El sonido del agua de sus fuentes y el aroma a jazmín despertaba a sus princesas. Murallas de tierra roja arenisca, elefantes ataviados que nos conducen por caminos hasta alcanzar la parte superior de los fuertes que custodiaban a las ciudades y desde cuya planicie nos permite contemplar toda una ciudad de cuentos, de leyendas, de dinastías. Jaipur, con un ir y venir de gentes por sus calles. Jardines inmensos que nos sumergen en sus historias y donde, por entre los recovecos de sus palacios, las diminutas ardillas juegan y salen a nuestro encuentro, testigos de la historia. Al caer la tarde, el Palacio del Agua resurge frente a nosotros en la inmensidad del lago. La dorada luz nos atrapa de nuevo con la magia de esta ciudad de leyenda y cuna de reyes.

Jaipur es la capital del Rajastán, tierra de reyes. Con sus 204 kilómetros cuadrados y una población de más tres millones de habitantes, está circundada por murallas y elegantes palacios. "La Ciudad Rosa" nos permite sumergirnos de inmediato en el ambiente y colorido del Rajastán. Asistimos a una ceremonia religiosa en el templo Birla donde se canta y ofrenda a los dioses con lámparas de aceite de manteca de leche de vaca.

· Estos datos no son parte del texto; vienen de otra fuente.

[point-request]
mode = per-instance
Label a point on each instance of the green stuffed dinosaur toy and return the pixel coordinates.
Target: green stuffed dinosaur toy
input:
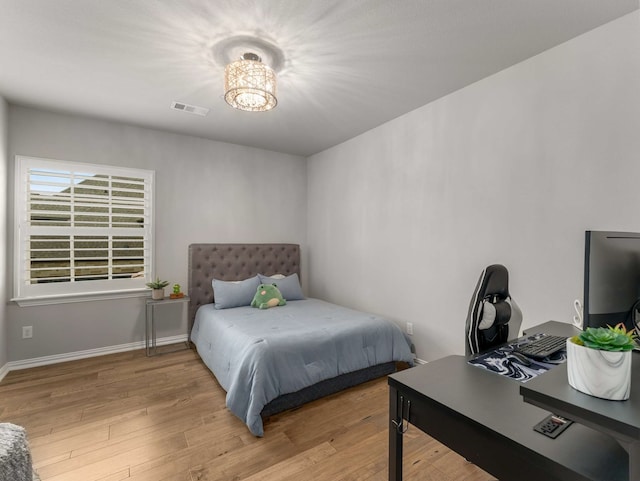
(267, 295)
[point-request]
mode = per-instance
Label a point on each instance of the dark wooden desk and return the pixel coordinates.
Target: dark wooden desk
(481, 415)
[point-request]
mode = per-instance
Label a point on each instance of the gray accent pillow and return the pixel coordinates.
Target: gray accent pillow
(288, 286)
(234, 294)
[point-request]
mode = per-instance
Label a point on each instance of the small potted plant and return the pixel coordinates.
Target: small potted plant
(177, 293)
(157, 288)
(599, 361)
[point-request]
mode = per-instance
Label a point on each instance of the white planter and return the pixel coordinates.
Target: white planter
(602, 374)
(157, 294)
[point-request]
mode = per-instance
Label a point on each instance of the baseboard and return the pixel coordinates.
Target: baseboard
(3, 371)
(74, 356)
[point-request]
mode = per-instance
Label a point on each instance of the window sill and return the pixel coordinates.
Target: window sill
(80, 297)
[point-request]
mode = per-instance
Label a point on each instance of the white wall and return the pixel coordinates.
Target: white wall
(3, 237)
(206, 191)
(511, 170)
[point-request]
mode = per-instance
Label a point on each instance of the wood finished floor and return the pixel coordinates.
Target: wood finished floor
(129, 417)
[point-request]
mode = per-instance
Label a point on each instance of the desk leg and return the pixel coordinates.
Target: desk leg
(633, 449)
(395, 438)
(147, 329)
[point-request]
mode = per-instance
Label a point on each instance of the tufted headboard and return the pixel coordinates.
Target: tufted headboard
(234, 262)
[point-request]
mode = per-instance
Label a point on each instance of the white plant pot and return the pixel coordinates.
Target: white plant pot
(602, 374)
(157, 294)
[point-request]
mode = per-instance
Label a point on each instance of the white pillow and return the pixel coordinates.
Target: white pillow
(228, 294)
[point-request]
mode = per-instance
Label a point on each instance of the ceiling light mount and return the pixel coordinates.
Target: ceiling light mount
(249, 84)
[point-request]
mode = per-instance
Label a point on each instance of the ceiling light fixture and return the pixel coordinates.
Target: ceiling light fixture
(250, 85)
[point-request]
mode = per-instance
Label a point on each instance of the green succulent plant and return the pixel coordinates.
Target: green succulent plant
(608, 338)
(157, 284)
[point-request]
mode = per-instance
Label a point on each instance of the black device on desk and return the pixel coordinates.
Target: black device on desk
(542, 347)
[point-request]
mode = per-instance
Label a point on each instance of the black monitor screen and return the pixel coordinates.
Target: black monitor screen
(611, 278)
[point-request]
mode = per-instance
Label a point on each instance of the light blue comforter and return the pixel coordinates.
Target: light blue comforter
(260, 354)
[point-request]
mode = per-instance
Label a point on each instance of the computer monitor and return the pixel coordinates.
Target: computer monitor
(611, 279)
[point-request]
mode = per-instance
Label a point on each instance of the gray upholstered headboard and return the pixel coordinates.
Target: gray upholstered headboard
(233, 262)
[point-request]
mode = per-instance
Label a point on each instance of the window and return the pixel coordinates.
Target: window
(81, 229)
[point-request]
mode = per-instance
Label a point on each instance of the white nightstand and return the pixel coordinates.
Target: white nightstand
(150, 324)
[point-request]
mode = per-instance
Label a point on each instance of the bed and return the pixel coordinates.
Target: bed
(271, 360)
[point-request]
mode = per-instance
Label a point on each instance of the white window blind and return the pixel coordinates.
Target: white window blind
(81, 228)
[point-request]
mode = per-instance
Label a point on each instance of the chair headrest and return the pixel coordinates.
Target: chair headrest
(496, 282)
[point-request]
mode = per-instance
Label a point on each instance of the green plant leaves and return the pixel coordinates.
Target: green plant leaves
(608, 338)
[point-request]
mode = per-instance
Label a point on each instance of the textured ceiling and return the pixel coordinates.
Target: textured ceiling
(347, 65)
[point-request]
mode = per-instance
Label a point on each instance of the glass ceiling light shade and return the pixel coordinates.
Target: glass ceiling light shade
(250, 85)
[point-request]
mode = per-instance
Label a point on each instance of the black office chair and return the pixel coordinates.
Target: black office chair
(493, 316)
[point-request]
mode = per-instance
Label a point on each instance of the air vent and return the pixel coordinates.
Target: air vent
(192, 109)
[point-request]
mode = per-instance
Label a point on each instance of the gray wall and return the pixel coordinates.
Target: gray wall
(3, 235)
(205, 192)
(512, 170)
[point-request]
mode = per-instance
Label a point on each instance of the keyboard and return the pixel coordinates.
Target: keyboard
(543, 347)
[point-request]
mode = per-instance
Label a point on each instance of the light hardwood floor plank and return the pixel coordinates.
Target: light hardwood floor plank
(128, 417)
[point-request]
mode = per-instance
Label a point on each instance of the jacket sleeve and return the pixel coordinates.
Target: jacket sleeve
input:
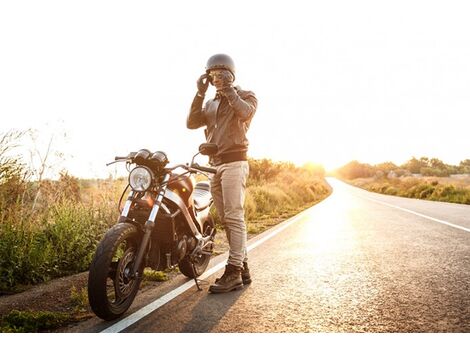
(196, 117)
(243, 102)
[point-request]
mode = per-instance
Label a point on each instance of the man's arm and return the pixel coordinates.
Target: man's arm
(244, 105)
(196, 117)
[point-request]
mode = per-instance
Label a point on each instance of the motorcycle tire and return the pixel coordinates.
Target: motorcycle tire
(110, 291)
(201, 263)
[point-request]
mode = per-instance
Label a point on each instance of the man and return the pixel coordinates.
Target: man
(227, 118)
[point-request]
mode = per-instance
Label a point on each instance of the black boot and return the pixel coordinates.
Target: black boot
(246, 277)
(230, 280)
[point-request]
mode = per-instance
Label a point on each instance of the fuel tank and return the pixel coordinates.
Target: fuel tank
(183, 186)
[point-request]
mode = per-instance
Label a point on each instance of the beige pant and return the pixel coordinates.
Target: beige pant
(228, 190)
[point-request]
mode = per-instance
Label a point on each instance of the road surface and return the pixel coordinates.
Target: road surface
(356, 262)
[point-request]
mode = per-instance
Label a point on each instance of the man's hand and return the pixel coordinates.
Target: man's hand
(202, 84)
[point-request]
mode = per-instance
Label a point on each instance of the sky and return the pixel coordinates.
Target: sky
(336, 81)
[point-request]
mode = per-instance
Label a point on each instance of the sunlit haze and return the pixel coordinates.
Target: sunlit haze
(336, 80)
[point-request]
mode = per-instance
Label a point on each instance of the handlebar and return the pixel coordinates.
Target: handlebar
(191, 168)
(204, 168)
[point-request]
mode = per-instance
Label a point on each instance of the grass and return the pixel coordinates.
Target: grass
(51, 229)
(30, 321)
(429, 188)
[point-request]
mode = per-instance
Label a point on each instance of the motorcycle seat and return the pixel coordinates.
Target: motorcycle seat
(202, 195)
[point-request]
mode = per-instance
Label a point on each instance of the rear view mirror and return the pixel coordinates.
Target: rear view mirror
(208, 149)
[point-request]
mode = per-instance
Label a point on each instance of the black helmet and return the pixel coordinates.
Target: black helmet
(220, 61)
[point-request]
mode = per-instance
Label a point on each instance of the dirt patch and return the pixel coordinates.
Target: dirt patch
(60, 295)
(54, 296)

Los monos saltan de ventana a ventana y la vida de ciudad bulle frente a nosotras a la mañana siguiente. Bajo nuestros pies, que intentan atrapar en cada paso todas aquellas imágenes que, ni las cámaras, son capaces de captar, por la variedad y abundancia de momentos dignos de ser inmortalizados, visitamos el Palacio del Agua, inmerso en la enorme laguna frente a la ciudad y el Fuerte Amber, cuya subida la realizamos sobre el lomo de un elefante. Grata e inolvidable experiencia. El Fuerte Amber se levanta entre las montañas dominando la carretera de Delhi a once kilómetros de Jaipur. A sus pies se encuentra el lago Maote, donde los elefantes chapotean alegremente tras cumplir con su jornada laboral. La Ciudad Rosa, comprendida dentro de las murallas que rodean a la ciudad junto al Palacio de los Vientos. y el Templo de Krishna, al norte de la City Place, en la gran zona verde de Ram Nivas Gardens, residencia del marajá de Jaipur. Fuera de la muralla encontramos el Museum Indology y el Albert Hall. Las calles y el encanto de sus tiendas y bazares llaman la atención del turista. Fábricas de alfombras, joyerías, telas, son el reclamo de los habitantes de una ciudad muy visitada y a la que gusta recibirnos con una cordial bienvenida y una taza de té.